Humanity’s strange, ardent love affair with story has always fascinated me. To explore our enthrallment and explain the science behind it, I wrote a book – The Storytelling Animal: How Stories Make Us Human. The book appealed to a predictable audience of English literature types as well as avid readers of popular science. But it also attracted an unanticipated audience of business professionals. As a professor of literature, I hadn’t known that a wide spectrum of professions was embracing storytelling as a uniquely powerful form of messaging, that they had discovered that far from being a soft, touchy-feely skill, storytelling was a powerful form of witchery. A great storyteller waves her pen over paper like a wand. She casts a spell that allows her to enter minds and change what they feel, which allows her to change what they think, which allows her to influence how they act.
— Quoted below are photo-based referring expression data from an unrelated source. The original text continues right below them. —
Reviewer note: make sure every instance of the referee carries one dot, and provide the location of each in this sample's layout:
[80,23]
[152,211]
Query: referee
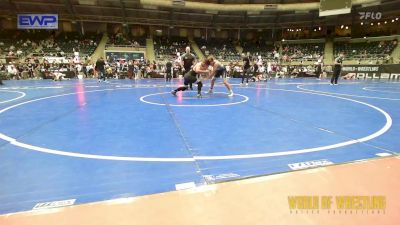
[337,69]
[187,62]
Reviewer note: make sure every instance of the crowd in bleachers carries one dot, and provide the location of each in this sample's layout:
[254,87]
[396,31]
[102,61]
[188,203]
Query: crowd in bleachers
[259,48]
[369,50]
[302,52]
[67,44]
[221,49]
[119,39]
[169,48]
[16,44]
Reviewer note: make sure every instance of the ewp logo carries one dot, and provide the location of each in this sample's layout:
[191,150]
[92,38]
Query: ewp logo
[38,21]
[370,15]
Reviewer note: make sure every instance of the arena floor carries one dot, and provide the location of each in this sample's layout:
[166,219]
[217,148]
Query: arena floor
[87,142]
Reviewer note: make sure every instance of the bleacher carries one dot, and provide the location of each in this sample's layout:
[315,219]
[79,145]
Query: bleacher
[221,49]
[303,51]
[258,48]
[24,41]
[123,40]
[70,42]
[371,50]
[167,48]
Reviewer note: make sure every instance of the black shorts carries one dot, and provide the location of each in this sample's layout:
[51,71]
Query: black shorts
[190,77]
[219,72]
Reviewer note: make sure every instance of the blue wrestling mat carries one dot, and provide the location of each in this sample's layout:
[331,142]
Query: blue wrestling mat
[86,141]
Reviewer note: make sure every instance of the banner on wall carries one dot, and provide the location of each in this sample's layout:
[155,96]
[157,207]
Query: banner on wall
[390,71]
[37,21]
[112,56]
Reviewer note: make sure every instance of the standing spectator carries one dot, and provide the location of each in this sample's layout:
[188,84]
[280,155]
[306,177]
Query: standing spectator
[100,69]
[337,69]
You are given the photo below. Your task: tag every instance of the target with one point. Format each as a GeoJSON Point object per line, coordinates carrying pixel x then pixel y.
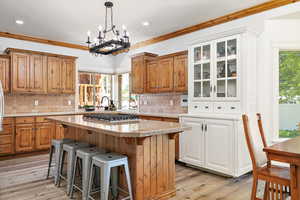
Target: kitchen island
{"type": "Point", "coordinates": [149, 145]}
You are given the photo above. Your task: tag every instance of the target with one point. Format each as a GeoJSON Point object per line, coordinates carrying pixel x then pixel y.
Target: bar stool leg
{"type": "Point", "coordinates": [86, 165]}
{"type": "Point", "coordinates": [70, 167]}
{"type": "Point", "coordinates": [127, 173]}
{"type": "Point", "coordinates": [91, 180]}
{"type": "Point", "coordinates": [73, 178]}
{"type": "Point", "coordinates": [60, 168]}
{"type": "Point", "coordinates": [50, 161]}
{"type": "Point", "coordinates": [105, 179]}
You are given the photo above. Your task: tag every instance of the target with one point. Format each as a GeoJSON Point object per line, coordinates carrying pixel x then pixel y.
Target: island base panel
{"type": "Point", "coordinates": [151, 161]}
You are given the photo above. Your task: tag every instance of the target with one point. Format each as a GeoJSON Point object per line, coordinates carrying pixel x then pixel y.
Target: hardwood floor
{"type": "Point", "coordinates": [24, 179]}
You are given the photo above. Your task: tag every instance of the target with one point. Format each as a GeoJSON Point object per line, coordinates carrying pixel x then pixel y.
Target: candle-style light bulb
{"type": "Point", "coordinates": [89, 33]}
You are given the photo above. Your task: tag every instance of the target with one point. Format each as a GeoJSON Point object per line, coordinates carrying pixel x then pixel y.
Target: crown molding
{"type": "Point", "coordinates": [43, 41]}
{"type": "Point", "coordinates": [220, 20]}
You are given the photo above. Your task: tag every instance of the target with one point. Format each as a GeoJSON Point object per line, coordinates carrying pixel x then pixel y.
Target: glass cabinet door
{"type": "Point", "coordinates": [226, 68]}
{"type": "Point", "coordinates": [202, 71]}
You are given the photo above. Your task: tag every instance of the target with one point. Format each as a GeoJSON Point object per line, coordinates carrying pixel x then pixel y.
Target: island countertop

Companies were flocking to story because they wanted a piece of this power.
As the business world has hurried to get up to speed on storytelling, its advantages over other forms of communication and persuasion have been widely touted. But like any powerful tool, humans can wield stories for good or ill. It’s time to grapple with the dark side of story.
First, while it’s true that individuals and organizations need to cultivate storytelling craft, they also need to prepare their defenses against cheats and manipulators. While stories often provide symbiotic benefits to teller and receiver, we must remember that they are told mainly in the teller’s interests. We humans are—by our deepest natures—suckers for story. With apologies to Coleridge, not suspending disbelief is what requires an act of will.
Second, a real and seemingly permanent culture of business storytelling is emerging as books on the subject proliferate, as entrepreneurship programs introduce storytelling into their curricula, and as companies employ Chief Storytelling Officers. The Theranos debacle shows how important it is to build this culture on a rock-solid ethical foundation. Now is the time to acknowledge how tempting it can be to deploy story—as con artists do—as a weapon of psychological and emotional manipulation.